What began in that hotel room had felt fleeting, at first. Something Jason would break as quickly as it had come to him. Something he didn't deserve to keep, even as willingly as she gave it. Impossible to imagine—that Marie might stay. A future as undefined as the blankness of the past. Jason didn’t dare, then, to hope for this.

Marie isn’t as animated now as she was then. She rests reassured of the trajectory she instigated. Nearly two years she's spent teaching Jason, letting him relearn his humanity through the pathway set by her touch.

She isn't touching him now. She just lies back and waits, hooded eyes lingering on Jason's hands on his clothes as he unbuttons his shirt. Her face is utterly calm, safe in the knowledge of what's going to happen.

It’s still raining outside. It won’t stop, pounding down against the rooftop. The humidity hangs heavy in the room. They shut the window above the bed too late; it left a damp misting on the pillowcases he’ll change later. After.

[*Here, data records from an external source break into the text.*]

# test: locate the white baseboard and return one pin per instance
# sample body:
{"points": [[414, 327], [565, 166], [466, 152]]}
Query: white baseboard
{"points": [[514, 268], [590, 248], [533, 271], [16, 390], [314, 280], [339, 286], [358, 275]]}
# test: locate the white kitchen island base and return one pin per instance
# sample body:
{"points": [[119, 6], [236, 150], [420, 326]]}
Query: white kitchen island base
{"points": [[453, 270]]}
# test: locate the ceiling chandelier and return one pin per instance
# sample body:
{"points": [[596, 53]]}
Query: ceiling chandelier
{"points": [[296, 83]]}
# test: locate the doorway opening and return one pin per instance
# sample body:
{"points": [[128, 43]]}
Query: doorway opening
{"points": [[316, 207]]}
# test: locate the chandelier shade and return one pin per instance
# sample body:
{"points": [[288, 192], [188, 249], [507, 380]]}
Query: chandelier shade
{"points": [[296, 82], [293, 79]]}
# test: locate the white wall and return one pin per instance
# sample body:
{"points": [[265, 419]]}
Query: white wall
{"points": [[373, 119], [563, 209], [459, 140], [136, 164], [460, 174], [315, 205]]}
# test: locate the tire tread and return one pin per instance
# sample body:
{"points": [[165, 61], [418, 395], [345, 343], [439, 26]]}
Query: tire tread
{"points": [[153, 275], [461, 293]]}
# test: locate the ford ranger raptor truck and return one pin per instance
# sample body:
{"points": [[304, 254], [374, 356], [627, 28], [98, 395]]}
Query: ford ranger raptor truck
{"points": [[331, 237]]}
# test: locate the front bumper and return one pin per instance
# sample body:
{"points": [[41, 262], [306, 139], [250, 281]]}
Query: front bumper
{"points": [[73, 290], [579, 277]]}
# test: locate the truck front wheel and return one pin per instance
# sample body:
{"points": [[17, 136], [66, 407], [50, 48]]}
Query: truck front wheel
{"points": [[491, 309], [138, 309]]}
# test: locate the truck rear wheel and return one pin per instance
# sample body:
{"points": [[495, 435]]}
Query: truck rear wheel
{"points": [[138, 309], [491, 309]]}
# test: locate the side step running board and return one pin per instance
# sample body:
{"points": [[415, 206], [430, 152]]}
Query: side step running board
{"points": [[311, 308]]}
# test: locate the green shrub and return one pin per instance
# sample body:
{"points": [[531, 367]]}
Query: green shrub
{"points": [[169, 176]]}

When Marie turns her head on the mattress towards where their hands are threaded together, she whispers so quietly the sound of rainfall drowns it out. Jason watches her mouth shape the syllables of his name instead. He knows it can't be real, just another identity created for him to adopt—but she's the first, and only, person he ever told it to. Unuttered to him for years by anyone else. In Marie's voice, in her mind, in her body, Jason's someone he could only ever be here. Only with her. Marie kisses the skin of his wrist and closes her eyes.

Keeping one hand in hers, Jason holds her jaw with the other. Turning her face back towards him, so that he catches every other noise Marie makes. Jason makes her listen to him, too. He tells Marie what she already knows, burying it against the side of her face. Above them, the rain resounds, ceaseless and enduring.